Example: log into Reddit from a Claude Code session
tine focus Firefox
tine key ctrl+l
tine type "https://old.reddit.com/login"
tine key Return
tine describe # agent reads the login page
# → agent sees ref_12 "username field", ref_13 "password field", ref_14 "log in button"
tine click ref_12
tine type "my_username"
tine click ref_13
tine type "$REDDIT_PASSWORD"
tine activate ref_14 # bypass the click — invoke the a11y action directly
Each step is a single shell command. The agent reads describe, decides, runs one command, checks describe again. No portals, no consent dialogs, no coordinate-by-screenshot guesswork.
How tine compares
| Tool | Input method | Wayland? | Structured reads | Portal dialogs |
|---|---|---|---|---|
| tine | uinput (kernel) | ✅ | AT-SPI2 + grid | ❌ none |
| xdotool | X11 | ❌ | X11 props | n/a |
| ydotool | uinput (kernel) | ✅ | ❌ | ❌ |
| pyautogui | X11 / mouse events | partial | ❌ | n/a |
| Playwright-desktop | browser only | n/a | browser DOM | n/a |
| Anthropic computer use | screenshot + coordinates | ✅ | vision only | portal consent |
Tine is the only one that combines structured reads with portal-free input on Wayland.
Known limitations (v0.1)
- GNOME Shell / Wayland only. Other compositors (KDE, Hyprland, Sway) should work for the input side, but the screenshot/focus path depends on the bundled GNOME Shell extension. PRs welcome.

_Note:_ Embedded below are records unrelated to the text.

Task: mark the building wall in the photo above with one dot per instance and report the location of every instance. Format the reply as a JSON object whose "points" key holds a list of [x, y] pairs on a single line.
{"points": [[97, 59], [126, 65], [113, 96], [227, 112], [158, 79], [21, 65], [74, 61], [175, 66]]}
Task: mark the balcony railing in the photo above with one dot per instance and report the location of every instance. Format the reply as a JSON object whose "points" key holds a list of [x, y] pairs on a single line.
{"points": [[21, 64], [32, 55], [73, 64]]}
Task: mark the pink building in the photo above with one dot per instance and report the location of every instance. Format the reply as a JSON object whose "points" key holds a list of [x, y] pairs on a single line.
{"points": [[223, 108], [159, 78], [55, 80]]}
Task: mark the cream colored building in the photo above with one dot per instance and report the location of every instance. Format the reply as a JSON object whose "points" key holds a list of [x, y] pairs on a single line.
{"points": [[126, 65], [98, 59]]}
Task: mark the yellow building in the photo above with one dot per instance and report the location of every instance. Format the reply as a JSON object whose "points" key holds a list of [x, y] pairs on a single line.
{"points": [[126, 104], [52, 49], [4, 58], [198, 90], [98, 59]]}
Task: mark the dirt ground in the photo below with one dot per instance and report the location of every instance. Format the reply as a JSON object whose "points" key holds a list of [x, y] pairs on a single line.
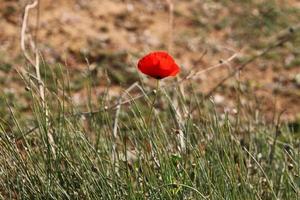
{"points": [[113, 34]]}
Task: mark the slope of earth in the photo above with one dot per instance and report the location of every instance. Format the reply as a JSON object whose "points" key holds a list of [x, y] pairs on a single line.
{"points": [[112, 34]]}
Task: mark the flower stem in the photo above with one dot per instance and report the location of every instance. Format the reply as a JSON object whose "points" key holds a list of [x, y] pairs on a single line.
{"points": [[153, 103]]}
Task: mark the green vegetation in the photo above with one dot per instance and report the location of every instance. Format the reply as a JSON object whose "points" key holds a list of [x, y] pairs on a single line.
{"points": [[226, 156]]}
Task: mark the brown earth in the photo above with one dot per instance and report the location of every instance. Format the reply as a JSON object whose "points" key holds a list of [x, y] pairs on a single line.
{"points": [[113, 34]]}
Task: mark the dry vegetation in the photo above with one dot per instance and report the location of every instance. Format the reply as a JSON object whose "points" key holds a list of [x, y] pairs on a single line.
{"points": [[242, 138]]}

- Linux only. No macOS or Windows plans.
- Requires uinput access. One-time udev setup. No way around this without portals.
- AT-SPI2 is sparse in some apps. Chrome, some Electron apps, most games. Use
tine screenshot --gridas the fallback.
Contributing
Tests:
pip install -e ".[dev]"
pytest
Most tests run without a display — the input and screenshot layers are mocked. The AT-SPI2 walker tests use fixtures from research/fixtures/.
Issues and PRs welcome.
License
Apache License 2.0. See LICENSE.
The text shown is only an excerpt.